Le capitaine fit un mouvement expressif avec les épaules, et se tournant vers son ami, lui dit à part à demi-voix :

— Vous l’entendez, major Lincoln ; depuis qu’on m’a relevé du champ de bataille, comme le dindon qui a été desservi hier après mon dîner, c’est-à-dire avec un membre de moins, je n’ai pu obtenir de cette jeune fille une réponse un peu piquante. Elle est devenue si douce qu’elle ressemble à un morceau de viande sans assaisonnement, et moi, je suis comme une fourchette à deux dents qui n’est propre qu’à découper. Eh bien ! peu m’importe qu’elle me plante là tout à fait à présent qu’elle a perdu ce qui la rendait appétissante. Mais allons-nous à l’église ?

Lionel parut un peu embarrassé. Il tenait un papier à la main, et il hésita un instant avant de le remettre à son ami, le priant de le lire.

— Qu’avons-nous là ? dit Polwarth.

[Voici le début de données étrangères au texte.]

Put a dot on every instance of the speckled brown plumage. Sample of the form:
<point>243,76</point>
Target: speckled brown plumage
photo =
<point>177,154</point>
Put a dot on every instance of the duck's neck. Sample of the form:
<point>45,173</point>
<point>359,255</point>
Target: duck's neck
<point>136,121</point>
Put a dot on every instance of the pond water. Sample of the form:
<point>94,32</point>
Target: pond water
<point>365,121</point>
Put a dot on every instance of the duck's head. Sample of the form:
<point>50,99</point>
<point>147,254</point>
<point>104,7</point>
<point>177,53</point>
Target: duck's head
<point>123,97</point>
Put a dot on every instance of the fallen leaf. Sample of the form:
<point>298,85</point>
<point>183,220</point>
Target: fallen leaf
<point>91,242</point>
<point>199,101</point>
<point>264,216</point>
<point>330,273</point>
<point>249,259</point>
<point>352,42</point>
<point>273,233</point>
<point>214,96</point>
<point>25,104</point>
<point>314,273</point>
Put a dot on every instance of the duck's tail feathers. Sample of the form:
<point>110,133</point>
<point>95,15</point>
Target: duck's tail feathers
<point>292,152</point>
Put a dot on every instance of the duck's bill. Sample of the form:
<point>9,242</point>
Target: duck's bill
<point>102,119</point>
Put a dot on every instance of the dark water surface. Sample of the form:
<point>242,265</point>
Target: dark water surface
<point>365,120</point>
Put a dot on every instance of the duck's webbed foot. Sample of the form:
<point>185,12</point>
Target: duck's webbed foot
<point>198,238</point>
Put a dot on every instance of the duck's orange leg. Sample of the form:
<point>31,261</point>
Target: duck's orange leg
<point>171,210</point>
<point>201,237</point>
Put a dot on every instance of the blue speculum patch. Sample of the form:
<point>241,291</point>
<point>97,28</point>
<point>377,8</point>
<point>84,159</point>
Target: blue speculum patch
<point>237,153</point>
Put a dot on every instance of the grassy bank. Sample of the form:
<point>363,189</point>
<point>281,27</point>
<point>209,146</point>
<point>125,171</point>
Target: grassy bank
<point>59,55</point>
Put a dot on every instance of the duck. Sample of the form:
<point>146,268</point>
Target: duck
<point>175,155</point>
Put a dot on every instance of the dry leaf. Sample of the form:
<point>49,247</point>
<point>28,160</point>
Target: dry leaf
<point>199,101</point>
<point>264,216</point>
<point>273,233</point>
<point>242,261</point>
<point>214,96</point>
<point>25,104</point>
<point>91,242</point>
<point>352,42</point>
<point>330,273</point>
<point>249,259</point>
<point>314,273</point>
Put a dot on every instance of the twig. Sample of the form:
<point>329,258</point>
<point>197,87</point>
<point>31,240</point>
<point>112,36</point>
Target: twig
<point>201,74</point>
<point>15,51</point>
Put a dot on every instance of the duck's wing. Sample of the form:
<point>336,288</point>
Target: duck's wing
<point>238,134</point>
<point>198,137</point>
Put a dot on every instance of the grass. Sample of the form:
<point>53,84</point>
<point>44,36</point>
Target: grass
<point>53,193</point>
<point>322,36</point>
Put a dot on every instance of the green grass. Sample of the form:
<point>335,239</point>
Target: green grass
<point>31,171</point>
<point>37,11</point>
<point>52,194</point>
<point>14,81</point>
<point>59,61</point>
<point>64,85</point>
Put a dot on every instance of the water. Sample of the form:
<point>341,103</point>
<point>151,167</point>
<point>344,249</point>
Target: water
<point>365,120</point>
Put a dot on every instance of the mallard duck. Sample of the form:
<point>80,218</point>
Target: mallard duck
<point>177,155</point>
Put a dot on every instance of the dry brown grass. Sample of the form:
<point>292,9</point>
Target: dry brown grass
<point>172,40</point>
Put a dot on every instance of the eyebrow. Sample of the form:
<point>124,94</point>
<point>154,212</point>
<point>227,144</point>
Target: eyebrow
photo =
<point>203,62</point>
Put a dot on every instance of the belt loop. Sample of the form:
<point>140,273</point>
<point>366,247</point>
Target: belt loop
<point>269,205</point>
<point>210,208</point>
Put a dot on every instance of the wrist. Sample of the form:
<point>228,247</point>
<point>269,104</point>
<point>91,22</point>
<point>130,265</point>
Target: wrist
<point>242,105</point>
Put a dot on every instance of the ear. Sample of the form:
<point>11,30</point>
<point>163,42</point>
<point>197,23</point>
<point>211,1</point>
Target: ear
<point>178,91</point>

Et il lut ce qui suit : « Deux officiers, blessés dans la dernière bataille, désirent rendre grâces au ciel de leur guérison. »

— Deux ! s’écria-t-il ; hem ! Vous, sans doute ; et qui est l’autre ?

— J’avais espéré que ce serait mon ancien compagnon, mon camarade d’études.

— Ah ! moi ! s’écria Polwarth levant involontairement sa jambe de bois et y jetant un regard de regret ; croyez-vous, Lionel, qu’un homme ait un motif bien particulier pour rendre grâces au ciel d’avoir perdu une jambe ?

— Un plus grand malheur aurait pu arriver.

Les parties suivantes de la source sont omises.